Alle diese Pferde hätten das Botulismustoxin über die gleiche Futterquelle, die von dem Beklagten produzierte Silage aufgenommen. Die Sporen des Bakteriums seien sehr widerstandsfähig und könnten unter sauerstofffreien Bedingungen in einer feuchten und eiweißhaltigen Umgebung Jahre überdauern. Diese Umstände würden durch eine Kontamination mit Tierkadavern oder Düngung geschaffen. Der Sachverständige schloss aus, dass das Botulismusgift über anderweitige Quellen hätte aufgenommen werden können. Unter Berücksichtigung der klinischen und labordiagnostischen Befunde von diesem Pferd und der anderen Pferde und aufgrund der fehlenden pathologisch-histologischen Veränderungen bei der Sektion eines weiteren Pferdes des Pferdes waren anderweitige Krankheitsbilder auszuschließen.

Durch die Erstattung des Sachverständigengutachtens war den Klägern dieser wichtige Beweis des Fehlers sowie des ursächlichen Zusammenhangs mit der Erkrankung der Pferde somit gelungen.

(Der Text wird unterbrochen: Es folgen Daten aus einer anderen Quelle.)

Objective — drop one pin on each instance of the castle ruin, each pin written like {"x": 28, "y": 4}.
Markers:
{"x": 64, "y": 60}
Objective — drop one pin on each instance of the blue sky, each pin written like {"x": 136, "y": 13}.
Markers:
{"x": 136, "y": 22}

Dass der Landwirt für die Fehlerhaftigkeit des von ihm hergestellten Produktes haften muss, entschieden die Gerichte dann in rechtlicher Hinsicht recht problemlos: Der Stallbesitzer hatte durch die Verwendung der selbst hergestellten Silage in seinem Betrieb ein Produkt in Verkehr gebracht, das einen Fehler aufwies, da es mit dem Botulismusgift verseucht war. Dadurch wurde die Gesundheit der Pferde beeinträchtigt, also eine Sache im Sinne des ProdHaftG beschädigt, die zugleich nicht das fehlerhafte Produkt selbst war (§ 1 Abs. 1 S. 2, 1. Hs. ProdHaftG). Es handelte sich bei der Silage um einen beweglichen körperlichen Gegenstand, mithin eine Sache (§ 90 BGB) und daher um ein Produkt (§ 2 ProdHaftG; Landwirtschaftliche Produkte sind ausdrücklich, obgleich industriell gefertigt, nicht vom Anwendungsbereich des ProdHaftG ausgenommen worden. Der Landwirt ist Hersteller im Sinne des § 4 Satz 1 ProdHaftG, da er die Futterpflanzen geerntet und durch einen Gärungsprozess und luftdichten Abschluss zu Silage verarbeitet, mithin aus Materialien ein Endprodukt hergestellt hat Das Produkt hatte einen Fehler, da es nicht die Sicherheit bot, mit der ein objektiver Nutzer zum Zeitpunkt des Inverkehrbringens billigerweise rechnen durfte. Der Halter eines Pferdes darf erwarten, dass sein Tier in einer Pferdepension mit Silage gefüttert wird, die kein todbringendes Gift in sich trägt (LG Hagen, 27.11.2015, 8 O 166/11 und 27.10.2016, 10 O 253/11; ebenso LG Bielefeld, 27.3.2003, 6 O 202/02).